How to Make Mindfulness a Habit

It’s been a tough couple of months – there’s no getting around that. But I’ve learned a lot from my experiences thus far, and I’m growing and maturing, which is a good sign. I’m sure there’s a lot more in store for me during my final year at Cal. When I say tough, I’m referring to school and jobs, of course. For those who follow my blog (thanks!), seems these two topics are all I’m talking about nowadays.

But at the same time, I know that every other Cal student experiences hardship and shares a lot of the same worries as I do. From a broader perspective, many other people in our society, and the world as a whole, are struggling with much larger things, so I really can’t complain.

Today, I came across a very helpful article titled “How to Make Mindfulness a Habit With Only a Tiny Commitment.” I’d highly recommend it – I really like the viewpoint the writer takes, and his advice on becoming mindful when doing two seemingly mundane tasks (opening a door and sitting down in a chair) really hits home the importance of experiencing and enjoying the present.

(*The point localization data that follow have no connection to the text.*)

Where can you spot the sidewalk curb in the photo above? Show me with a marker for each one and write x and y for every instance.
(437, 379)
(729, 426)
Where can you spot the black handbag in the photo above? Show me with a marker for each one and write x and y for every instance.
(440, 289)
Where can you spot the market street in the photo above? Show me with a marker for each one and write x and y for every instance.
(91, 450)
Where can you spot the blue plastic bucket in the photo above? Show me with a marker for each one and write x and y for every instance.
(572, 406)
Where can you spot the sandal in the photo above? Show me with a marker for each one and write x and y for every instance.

And I realized something. This entire semester, I’ve let job recruiting and school consume a lot of my time, energy, and thoughts. I get lost in the past, poring over mistakes, or in the future, imagining how things could be – and I forget to enjoy the present moment, the little things that make life fun, spontaneous, and more meaningful.

Even when I’m hanging out with friends, cheering at a football game, or enjoying a concert, there’s always a tiny voice in the back of my mind, nagging me about recruiting, grades, and my future. While I understand the importance of this voice, I want to truly enjoy the activity I’m doing in itself.

A lot of my personal growth this semester came from learning to let go of things beyond my control. I can try my very best, put in full effort, and do an awesome job. But if something doesn’t work out and it’s beyond my control, I can’t blame myself, I just need to be flexible and roll with the punches.

Another important point I’ve realized is my purpose in life. As a Christian, I believe God has given my life purpose, and I need to trust that some things were and weren’t meant to be. Doesn’t mean that I shouldn’t have motivation – more so the right kind of motivation and always seeing the bigger picture.

My resolution is to be more mindful of the present – after all, I only get to experience undergrad once, so why not make it memorable and meaningful? I’ll make an effort to genuinely enjoy what I’m doing at the moment, and when I need to do work, I’ll do work.

As for recruiting, I’ll continue to give it my best effort and not let it get in the way of enjoying senior year. I’m striving to make mindfulness a habit.